Group Thinks Anonymity Should Be Baked Into the Internet Itself Using Tor
Hugh Pickens DOT Com writes "David Talbot writes at MIT Technology review that engineers on the Internet Engineering Task Force (IETF), an informal organization of engineers that changes Internet code and operates by rough consensus, have asked the architects of Tor to consider turning the technology into an Internet standard. If widely adopted, such a standard would make it easy to include the technology in consumer and business products ranging from routers to apps and would allow far more people to browse the Web without being identified by anyone who might be spying on Internet traffic. The IETF is already working to make encryption standard in all web traffic. Stephen Farrell believes that forging Tor into a standard that interoperates with other parts of the Internet could be better than leaving Tor as a separate tool that requires people to take special action to implement. 'I think there are benefits that might flow in both directions,' says Farrell. 'I think other IETF participants could learn useful things about protocol design from the Tor people, who've faced interesting challenges that aren't often seen in practice. And the Tor people might well get interest and involvement from IETF folks who've got a lot of experience with large-scale systems.' Andrew Lewman, executive director of Tor, says the group is considering it. 'We're basically at the stage of 'Do we even want to go on a date together?' It's not clear we are going to do it, but it's worth exploring to see what is involved. It adds legitimacy, it adds validation of all the research we've done.'"
Tor's weakness is when one organisation, such as the NSA, controls a large percentage of the exit nodes.
The larger percentage of the exit nodes a single organisation controls the better chance they have to seeing all the packets from any given user.
Becoming an Internet standard would dramatically increase the number of exit nodes making it harder for a single entity to control a decent proportion of them, although the basic attack would still work with enough resources.
These comments are my personal opinions and do not necessarily reflect the opinions of the other voices in my head.
You really should read up on technologies before making statements like that.
The Pedo busts were not attacking exit nodes, it was an attack on the hidden services within the network, there is no mim attack on hidden services, as no one knows who is talking to who. What the FBI did was compromising the servers hosting the material, serving malware that send a single request out outside the TOR network.
Regarding 2; this only works if your software is perfect, which it won't be. The Pedo bust was abusing a known bug in Firefox 17, which had been fixed for quite a long time, it only takes a single bug in the stack to inject some data, that can be collected at some point later - Even if you only allow data through TOR and using SSL, there is nothing preventing FBI sending enough data about your local network, to help identifying you. (For instance, a quick wifi-scan gives you enough information to place my system somewhere in Denmark, using WIFI databases, like the stuff google collected with street view, you can probably pinpoint it even further)

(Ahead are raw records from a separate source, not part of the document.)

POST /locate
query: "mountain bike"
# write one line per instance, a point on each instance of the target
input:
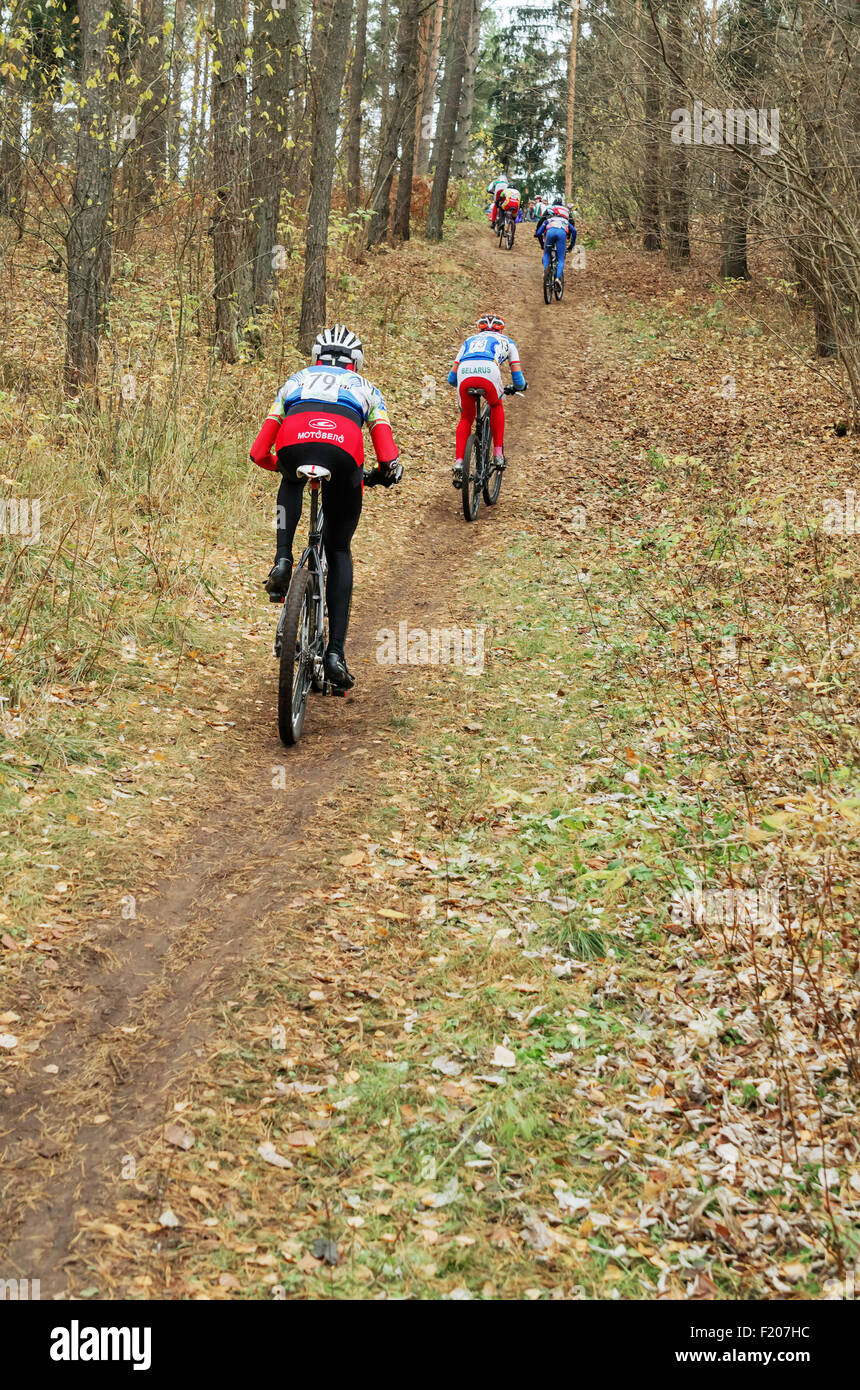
(481, 473)
(550, 275)
(300, 637)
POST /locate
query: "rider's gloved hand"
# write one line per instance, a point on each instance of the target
(384, 476)
(389, 474)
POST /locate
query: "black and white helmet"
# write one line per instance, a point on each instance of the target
(338, 345)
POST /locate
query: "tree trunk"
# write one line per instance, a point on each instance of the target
(11, 160)
(323, 170)
(571, 102)
(88, 245)
(455, 61)
(178, 64)
(152, 123)
(650, 173)
(385, 42)
(464, 123)
(228, 159)
(677, 202)
(403, 200)
(431, 72)
(356, 91)
(400, 109)
(270, 100)
(742, 61)
(734, 228)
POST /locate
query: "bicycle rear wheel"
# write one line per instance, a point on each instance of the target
(492, 481)
(471, 480)
(298, 642)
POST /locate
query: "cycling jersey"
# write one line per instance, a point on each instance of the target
(488, 348)
(325, 405)
(478, 367)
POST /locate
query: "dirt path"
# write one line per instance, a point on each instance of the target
(139, 1009)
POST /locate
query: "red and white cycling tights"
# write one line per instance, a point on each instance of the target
(468, 406)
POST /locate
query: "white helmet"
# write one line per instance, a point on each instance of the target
(338, 345)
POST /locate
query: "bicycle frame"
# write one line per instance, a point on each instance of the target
(313, 559)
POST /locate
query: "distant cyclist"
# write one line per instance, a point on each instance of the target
(510, 202)
(496, 188)
(317, 417)
(556, 228)
(478, 367)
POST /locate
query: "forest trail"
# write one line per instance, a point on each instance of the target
(535, 984)
(138, 1012)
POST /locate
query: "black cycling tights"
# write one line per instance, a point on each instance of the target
(341, 512)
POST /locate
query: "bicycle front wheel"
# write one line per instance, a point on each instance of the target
(471, 480)
(298, 644)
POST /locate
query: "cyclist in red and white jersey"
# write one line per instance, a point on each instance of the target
(317, 417)
(478, 367)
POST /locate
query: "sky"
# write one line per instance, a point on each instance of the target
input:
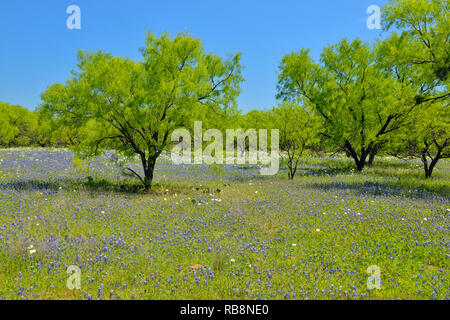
(37, 49)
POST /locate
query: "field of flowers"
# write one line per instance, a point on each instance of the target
(221, 233)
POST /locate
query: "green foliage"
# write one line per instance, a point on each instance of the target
(357, 102)
(17, 126)
(298, 133)
(133, 107)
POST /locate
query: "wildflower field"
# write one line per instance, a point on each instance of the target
(221, 233)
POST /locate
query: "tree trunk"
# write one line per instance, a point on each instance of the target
(149, 168)
(429, 167)
(372, 155)
(359, 161)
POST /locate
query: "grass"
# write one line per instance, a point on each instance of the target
(221, 234)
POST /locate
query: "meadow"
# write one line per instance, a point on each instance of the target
(221, 233)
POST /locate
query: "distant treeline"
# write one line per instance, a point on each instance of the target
(360, 99)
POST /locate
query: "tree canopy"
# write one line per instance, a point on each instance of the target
(133, 107)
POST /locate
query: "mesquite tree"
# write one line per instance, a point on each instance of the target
(133, 107)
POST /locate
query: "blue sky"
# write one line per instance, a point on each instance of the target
(37, 49)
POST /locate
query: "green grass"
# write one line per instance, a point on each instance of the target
(234, 235)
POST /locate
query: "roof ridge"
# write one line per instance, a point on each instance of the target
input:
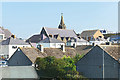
(58, 29)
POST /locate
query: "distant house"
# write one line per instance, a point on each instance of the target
(4, 33)
(25, 57)
(63, 33)
(33, 40)
(91, 35)
(19, 73)
(91, 65)
(115, 38)
(1, 34)
(51, 43)
(77, 42)
(10, 45)
(60, 33)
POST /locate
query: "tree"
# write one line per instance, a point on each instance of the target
(60, 68)
(77, 57)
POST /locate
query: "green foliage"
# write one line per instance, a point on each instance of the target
(77, 57)
(60, 68)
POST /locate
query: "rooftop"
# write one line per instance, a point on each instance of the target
(13, 41)
(61, 32)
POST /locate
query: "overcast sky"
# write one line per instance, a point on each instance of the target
(27, 18)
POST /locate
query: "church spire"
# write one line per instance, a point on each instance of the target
(62, 25)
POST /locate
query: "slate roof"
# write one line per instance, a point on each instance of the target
(113, 50)
(61, 32)
(50, 40)
(88, 33)
(19, 72)
(34, 39)
(6, 32)
(77, 40)
(69, 51)
(13, 41)
(33, 53)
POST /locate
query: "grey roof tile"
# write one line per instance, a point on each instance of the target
(13, 41)
(34, 39)
(6, 32)
(88, 33)
(50, 40)
(20, 72)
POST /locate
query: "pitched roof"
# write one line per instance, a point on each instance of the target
(58, 53)
(13, 41)
(50, 40)
(113, 50)
(88, 33)
(33, 53)
(62, 25)
(19, 72)
(34, 39)
(61, 32)
(77, 40)
(6, 32)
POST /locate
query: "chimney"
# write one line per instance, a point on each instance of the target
(40, 47)
(13, 36)
(63, 48)
(74, 45)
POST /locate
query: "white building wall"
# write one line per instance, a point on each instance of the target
(4, 50)
(12, 50)
(56, 45)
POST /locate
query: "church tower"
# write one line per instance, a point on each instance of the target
(62, 25)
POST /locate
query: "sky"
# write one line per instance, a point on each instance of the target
(27, 18)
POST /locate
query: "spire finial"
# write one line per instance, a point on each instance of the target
(61, 14)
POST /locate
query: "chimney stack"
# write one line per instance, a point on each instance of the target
(63, 48)
(40, 47)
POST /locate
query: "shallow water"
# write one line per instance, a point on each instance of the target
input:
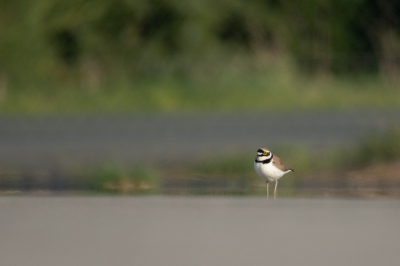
(154, 230)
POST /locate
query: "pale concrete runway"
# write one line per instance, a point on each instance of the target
(47, 142)
(104, 231)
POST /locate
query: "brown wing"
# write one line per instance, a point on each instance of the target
(278, 163)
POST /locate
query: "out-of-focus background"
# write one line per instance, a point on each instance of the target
(175, 97)
(168, 97)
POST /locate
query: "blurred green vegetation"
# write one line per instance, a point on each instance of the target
(168, 55)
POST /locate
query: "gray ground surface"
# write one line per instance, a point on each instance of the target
(41, 141)
(92, 231)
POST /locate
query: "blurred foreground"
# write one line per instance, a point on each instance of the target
(197, 231)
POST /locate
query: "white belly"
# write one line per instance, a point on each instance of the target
(268, 171)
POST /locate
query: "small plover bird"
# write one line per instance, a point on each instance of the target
(269, 167)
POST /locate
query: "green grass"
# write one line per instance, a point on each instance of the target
(266, 89)
(226, 175)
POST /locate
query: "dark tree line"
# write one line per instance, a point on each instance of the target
(56, 38)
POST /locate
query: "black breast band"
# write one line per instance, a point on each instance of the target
(265, 161)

While forcing SSL is a nice idea, generally, it wont work; as you said, people are doing mixed content - on top of that, it only takes a single compromised request to a CDN like jQuery, to have your system thoroughly compromised, see http://www.youtube.com/watch?v=ZCNZJ_7f0Hk (While they are compromising anonymous proxies, the attack will work just as well on TOR)
"Or let me ask differently: How would you fix it? A web of trusted exit nodes run by the government of choice? :P"
No. Everybody here is missing the point.
If/when exit nodes are everywhere, hosted by everybody, two things happen:
(A) It becomes impractical to the point of impossibility to monitor all the exit nodes, and at the same time
(B) the VALUE of monitoring any given exit node is diluted far past the point of making it worth anybody's time.